Hausarbeit (Hauptseminar) 2016 28 Seiten

Medien / Kommunikation - Medien und Politik, Pol. Kommunikation

Leseprobe

Inhalt

1. Einleitung

2. Gouvernementalitätstheorie

3. Einführung in Afghanistan

4. Überprüfung der Machttypen nach Foucault am Beispiel Afghanistan
4.1 Machttypus Warlords
4.2 Machttypus Stammesführer
4.3 Machttypus zentraler Regierungsstaat Afghanistan

5. Schluss

Literaturverzeichnis

1. Einleitung

Lässt sich die Gouvernementalitätstheorie von Foucault ganz oder teilweise auf die Ausübung von Macht in Afghanistan bzw. auf die zentrale Regierung in Kabul übertragen? Dieses Thema habe ich in Zusammenarbeit mit meiner Dozentin Frau Kämpf gewählt. Außerdem ist mein Interesse an Afghanistan groß, weil ich selbst aus diesem Land stamme und die gesellschaftlichen Strukturen bestens kenne.

Die vorliegende Arbeit wird sich mit der Frage der Übertragbarkeit beschäftigen. Zu unterscheiden sind dabei nach Foucault drei verschiedene Machttypen: erstens der mittelalterliche Gerechtigkeitsstaat, zweitens im 16. und 17. Jahrhundert der Disziplinar- und Verwaltungsstaat und drittens der Regierungsstaat ab dem 18. Jahrhundert. Die Frage nach der Übertragbarkeit der Gouvernementalitätstheorie von Foucault soll nach diesen drei Machttypen untergliedert und beantwortet werden.

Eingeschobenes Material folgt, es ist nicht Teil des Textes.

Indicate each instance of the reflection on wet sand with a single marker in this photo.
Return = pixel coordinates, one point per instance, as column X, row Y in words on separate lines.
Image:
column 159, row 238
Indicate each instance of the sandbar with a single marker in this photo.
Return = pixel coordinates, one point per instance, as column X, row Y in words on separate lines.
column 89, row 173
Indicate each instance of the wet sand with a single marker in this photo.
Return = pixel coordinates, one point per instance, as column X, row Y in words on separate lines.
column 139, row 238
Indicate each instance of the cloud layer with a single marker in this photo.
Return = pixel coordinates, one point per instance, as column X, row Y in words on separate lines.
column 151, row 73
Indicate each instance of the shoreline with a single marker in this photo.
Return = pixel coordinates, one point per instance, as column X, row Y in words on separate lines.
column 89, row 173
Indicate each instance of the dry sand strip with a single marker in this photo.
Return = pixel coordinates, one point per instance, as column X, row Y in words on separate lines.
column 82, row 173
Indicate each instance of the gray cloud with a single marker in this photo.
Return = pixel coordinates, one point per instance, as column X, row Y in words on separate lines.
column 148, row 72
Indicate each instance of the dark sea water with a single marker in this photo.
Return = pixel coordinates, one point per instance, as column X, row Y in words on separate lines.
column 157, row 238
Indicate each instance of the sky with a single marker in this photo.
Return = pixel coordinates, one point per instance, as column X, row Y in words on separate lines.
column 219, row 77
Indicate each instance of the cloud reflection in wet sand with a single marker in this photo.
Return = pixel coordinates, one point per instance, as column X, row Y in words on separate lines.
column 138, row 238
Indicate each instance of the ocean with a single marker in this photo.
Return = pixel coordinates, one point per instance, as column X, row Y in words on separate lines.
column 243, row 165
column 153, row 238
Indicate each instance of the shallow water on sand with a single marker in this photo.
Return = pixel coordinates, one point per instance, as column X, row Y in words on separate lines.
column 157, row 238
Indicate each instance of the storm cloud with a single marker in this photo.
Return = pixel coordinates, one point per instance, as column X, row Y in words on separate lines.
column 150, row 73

Im Folgenden stelle ich als erstes die Gouvernementalitätstheorie von Foucault und insbesondere die von ihm unterschiedenen drei Machttypen vor. Eine kurze Einleitung in Afghanistan schließt sich an. Danach werde ich die einzelnen Machttypen der Gouvernementalitätstheorie von Foucault überprüfen, ob und wo diese in Afghanistan vorkommen. Ich werde zeigen, dass die Frage der Übertragbarkeit differenziert zu beantworten ist. Alle drei Machttypen kommen in Afghanistan vor. Sie betreffen jeweils unterschiedliche Bevölkerungsteile und Territorien, in denen sie vorherrschen, und sie sind unterschiedlich stark ausgeprägt.

2. Gouvernementalitätstheorie

Im Folgenden werde ich mich auf die Quellen Foucault: Die Gouvernementalität (2000)1 und Foucault: Sicherheit, Territorium, Bevölkerung (2006)2 beziehen und diese nach bestem Wissen zusammenfassen.

In den Jahren 1977 und 1987 hält Michel Foucault Vorlesungen am College de France. Dort führt er den Begriff Gouvernementalität ein. In seiner Vorlesung greift Foucault dabei auf Nicolo Machiavellis Werk „Il Principe“ aus dem Jahre 1532 zurück, das wieder verstärkt Ende des 18. Jahrhunderts und Anfang 19. Jahrhundert beachtet wurde, ganz besonders in Deutschland. Auch benutzt Foucault Guillaume de La Perrière, Francois de La Mothe Le Vayer und Rousseau für Vergleiche und Zitate.

Unter der Überschrift „Künste des Regierens“, stellt Foucault in seiner Vorlesung die Problematik des Regierens seit dem Mittelalter dar, die viele offene Fragen beinhaltet. Unter anderem: „Wie sich regieren, wie regiert werden, wie die anderen regieren; durch wen regiert zu werden, […] bis zu welchem Punkt, zu welchen Zwecken, durch welche Methoden?“3. Die „Künste des Regierens“ sind Abhandlungen, die im Mittelalter ansetzen und die Foucault nach ihrer geschichtlichen Entwicklung zwischen den Abhandlungen „Ratgeber für den Fürsten“ und „Wissenschaft von der Politik“ einordnet. Man kann sich das so vorstellen, dass Foucault am Beispiel des mittelalterlichen Fürsten einen ersten Machttypus für einen Staat beschreibt, in dem ein Fürst souverän regiert. Einen zweiten Machttypus definiert Foucault für das 16. und 17. Jahrhundert für einen Staat, in dem Disziplin und Überwachung die Verwaltung sichern sollen. Ein dritter Machttypus entwickelt sich nach Foucault ab dem 18. Jahrhundert in einem Staat, in dem die Regierung nach dem Prinzip der Gouvernementalität handelt.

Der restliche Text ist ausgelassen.